Each element of this list-like instance is a sequence:

In [54]:
alignment[0] 

SeqRecord(seq=Seq('------------------------------------------------------...---', SingleLetterAlphabet()), id='7260.FBpp0240705', name='7260.FBpp0240705', description='7260.FBpp0240705', dbxrefs=[])

This instance of `Bio.Align.MultipleSeqAlignment` is a lot like a Python list. For instance, you can:

In [55]:
# get the number of sequences in this alignment
print("number of sequence records: ", len(alignment))

# iterate over the sequence records in the alignment
record_counter = 0
for record in alignment:
    record_counter += 1
print("number of sequence records (a different way): ", record_counter)

# get the 100th sequence record in the alignment
print("ID of the 100th sequence: ", alignment[99].id)

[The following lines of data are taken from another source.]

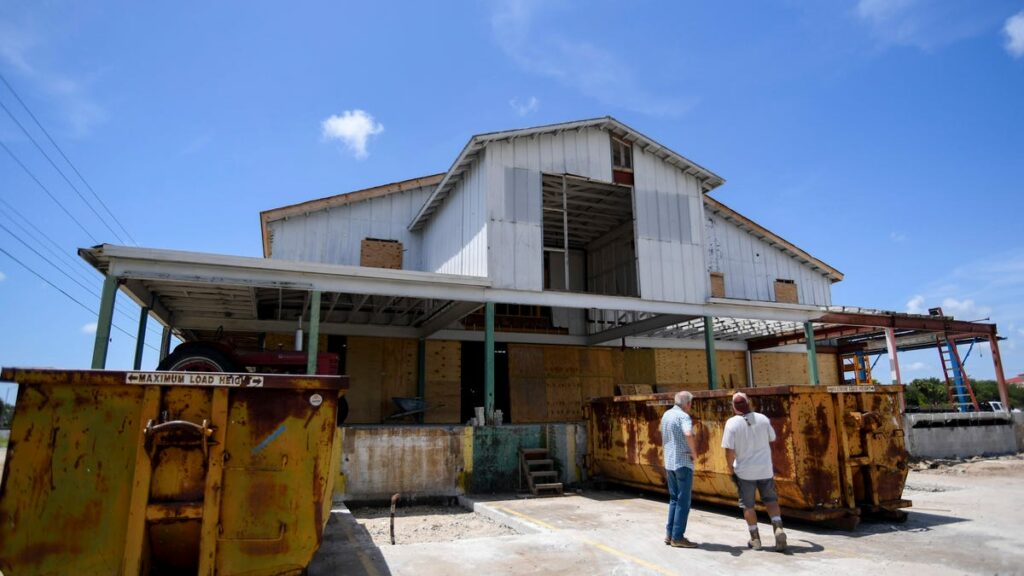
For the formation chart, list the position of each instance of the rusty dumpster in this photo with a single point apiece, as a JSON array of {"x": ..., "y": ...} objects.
[
  {"x": 840, "y": 450},
  {"x": 167, "y": 472}
]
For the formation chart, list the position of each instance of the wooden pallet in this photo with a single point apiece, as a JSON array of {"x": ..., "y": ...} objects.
[{"x": 542, "y": 478}]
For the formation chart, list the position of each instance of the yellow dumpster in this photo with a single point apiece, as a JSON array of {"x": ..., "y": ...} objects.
[
  {"x": 840, "y": 450},
  {"x": 159, "y": 472}
]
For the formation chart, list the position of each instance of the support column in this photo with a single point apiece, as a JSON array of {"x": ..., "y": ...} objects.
[
  {"x": 103, "y": 322},
  {"x": 165, "y": 342},
  {"x": 143, "y": 316},
  {"x": 894, "y": 366},
  {"x": 710, "y": 353},
  {"x": 313, "y": 332},
  {"x": 421, "y": 374},
  {"x": 1000, "y": 379},
  {"x": 488, "y": 361},
  {"x": 812, "y": 355}
]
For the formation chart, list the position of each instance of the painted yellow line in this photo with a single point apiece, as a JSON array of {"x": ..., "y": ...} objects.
[{"x": 598, "y": 545}]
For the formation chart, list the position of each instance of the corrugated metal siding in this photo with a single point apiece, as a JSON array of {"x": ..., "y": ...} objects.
[
  {"x": 668, "y": 211},
  {"x": 333, "y": 235},
  {"x": 751, "y": 265},
  {"x": 455, "y": 241},
  {"x": 514, "y": 170}
]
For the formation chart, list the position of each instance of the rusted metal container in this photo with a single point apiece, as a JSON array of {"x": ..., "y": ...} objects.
[
  {"x": 140, "y": 472},
  {"x": 839, "y": 450}
]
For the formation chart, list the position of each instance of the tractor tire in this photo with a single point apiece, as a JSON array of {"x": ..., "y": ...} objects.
[{"x": 199, "y": 359}]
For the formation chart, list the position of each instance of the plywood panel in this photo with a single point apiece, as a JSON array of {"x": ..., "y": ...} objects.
[
  {"x": 524, "y": 394},
  {"x": 380, "y": 253},
  {"x": 443, "y": 402},
  {"x": 442, "y": 386},
  {"x": 364, "y": 362}
]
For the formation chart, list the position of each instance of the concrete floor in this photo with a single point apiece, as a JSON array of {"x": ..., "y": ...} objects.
[{"x": 963, "y": 522}]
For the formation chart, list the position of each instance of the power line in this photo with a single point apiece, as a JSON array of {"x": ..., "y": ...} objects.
[
  {"x": 72, "y": 298},
  {"x": 59, "y": 171},
  {"x": 48, "y": 193},
  {"x": 68, "y": 160},
  {"x": 59, "y": 252}
]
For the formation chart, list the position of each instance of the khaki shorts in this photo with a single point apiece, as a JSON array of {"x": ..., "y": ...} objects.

number of sequence records:  9757
number of sequence records (a different way):  9757
ID of the 100th sequence:  9796.ENSECAP00000016722


# Filter the sequences in the alignment
For now, we're only interested in "domestic species," or species whose scientific name is in the Python list `domestic_sp_names`:

In [56]:
domestic_sp_names = [
    'Homo sapiens', # human
    'Mus musculus', # mouse
    'Canis lupus familiaris', # dog
    'Felis catus', # cat
    'Bos taurus', # cattle
    'Equus caballus', # horse
    'Gallus gallus' # chicken
]

The sequences in the `Bio.Align.MultipleSeqAlignment` are for **all** the species that EggNOG could find, including worms, polar bears, and other species that we're not interested in.

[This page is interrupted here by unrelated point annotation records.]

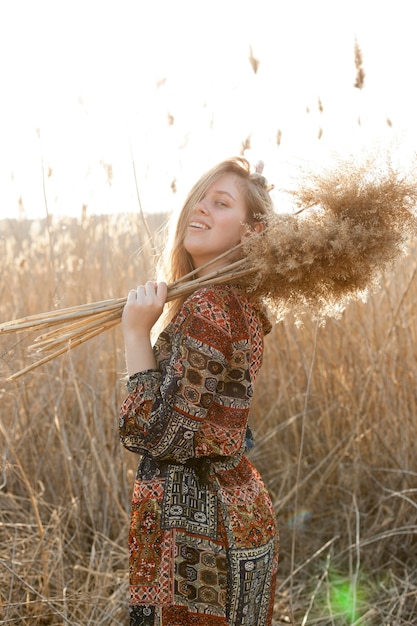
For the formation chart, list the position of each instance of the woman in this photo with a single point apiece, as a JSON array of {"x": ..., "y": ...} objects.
[{"x": 203, "y": 539}]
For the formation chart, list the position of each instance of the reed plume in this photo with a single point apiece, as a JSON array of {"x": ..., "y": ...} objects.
[{"x": 349, "y": 225}]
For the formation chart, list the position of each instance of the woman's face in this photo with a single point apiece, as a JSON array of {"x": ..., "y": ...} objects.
[{"x": 217, "y": 222}]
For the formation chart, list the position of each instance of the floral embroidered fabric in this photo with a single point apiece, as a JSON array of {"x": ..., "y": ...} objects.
[{"x": 202, "y": 551}]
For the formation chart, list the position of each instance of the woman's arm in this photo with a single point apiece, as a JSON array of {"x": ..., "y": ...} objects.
[
  {"x": 143, "y": 307},
  {"x": 205, "y": 381}
]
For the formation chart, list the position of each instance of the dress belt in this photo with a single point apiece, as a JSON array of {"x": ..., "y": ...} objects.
[{"x": 201, "y": 465}]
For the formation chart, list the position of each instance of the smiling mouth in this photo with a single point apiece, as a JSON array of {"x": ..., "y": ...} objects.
[{"x": 198, "y": 225}]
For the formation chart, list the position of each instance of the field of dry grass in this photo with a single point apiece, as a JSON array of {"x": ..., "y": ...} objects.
[{"x": 334, "y": 418}]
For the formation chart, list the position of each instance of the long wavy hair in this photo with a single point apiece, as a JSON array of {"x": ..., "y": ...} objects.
[{"x": 176, "y": 261}]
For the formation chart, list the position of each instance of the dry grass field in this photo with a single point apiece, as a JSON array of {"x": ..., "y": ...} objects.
[{"x": 334, "y": 418}]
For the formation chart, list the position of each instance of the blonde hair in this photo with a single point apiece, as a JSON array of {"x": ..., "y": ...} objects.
[{"x": 177, "y": 261}]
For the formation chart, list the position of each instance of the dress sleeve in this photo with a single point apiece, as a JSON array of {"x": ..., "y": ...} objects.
[{"x": 172, "y": 412}]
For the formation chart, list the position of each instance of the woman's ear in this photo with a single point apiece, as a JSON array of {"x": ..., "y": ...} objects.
[{"x": 256, "y": 227}]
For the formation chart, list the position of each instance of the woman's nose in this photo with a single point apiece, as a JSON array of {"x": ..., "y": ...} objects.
[{"x": 201, "y": 207}]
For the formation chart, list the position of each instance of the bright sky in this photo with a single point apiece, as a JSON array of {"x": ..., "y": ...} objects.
[{"x": 86, "y": 85}]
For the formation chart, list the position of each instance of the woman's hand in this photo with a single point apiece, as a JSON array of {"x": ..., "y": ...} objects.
[{"x": 143, "y": 307}]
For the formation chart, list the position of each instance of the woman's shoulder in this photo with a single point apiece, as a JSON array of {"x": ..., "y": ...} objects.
[{"x": 226, "y": 304}]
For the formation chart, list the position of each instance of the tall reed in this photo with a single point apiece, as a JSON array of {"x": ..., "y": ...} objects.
[{"x": 334, "y": 418}]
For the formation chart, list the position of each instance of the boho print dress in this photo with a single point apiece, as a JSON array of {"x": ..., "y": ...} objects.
[{"x": 203, "y": 539}]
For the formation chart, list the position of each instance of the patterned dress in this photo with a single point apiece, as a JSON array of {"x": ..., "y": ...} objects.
[{"x": 203, "y": 539}]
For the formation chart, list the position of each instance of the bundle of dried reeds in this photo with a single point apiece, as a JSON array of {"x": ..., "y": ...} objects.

Let's filter out sequences from species whose names are **not** in the list `domestic_sp_names`. To do this, we will:
1. Get the scientific name for each species, and load it into the `description` attribute of each sequence. This should be familiar from the [descriptive stats demo](../descriptive_stats_demo/eggNOG_alignment_metadata.ipynb).
2. Use a [list comprehension](https://github.com/wilfredinni/python-cheatsheet#list-comprehension) to get the list of sequences for species that we are interested in.
3. The above step will generate a Python list; it will need to be converted to an instance of  `Bio.Align.MultipleSeqAlignment` if we want to use fancy Biopython analysis tools on it.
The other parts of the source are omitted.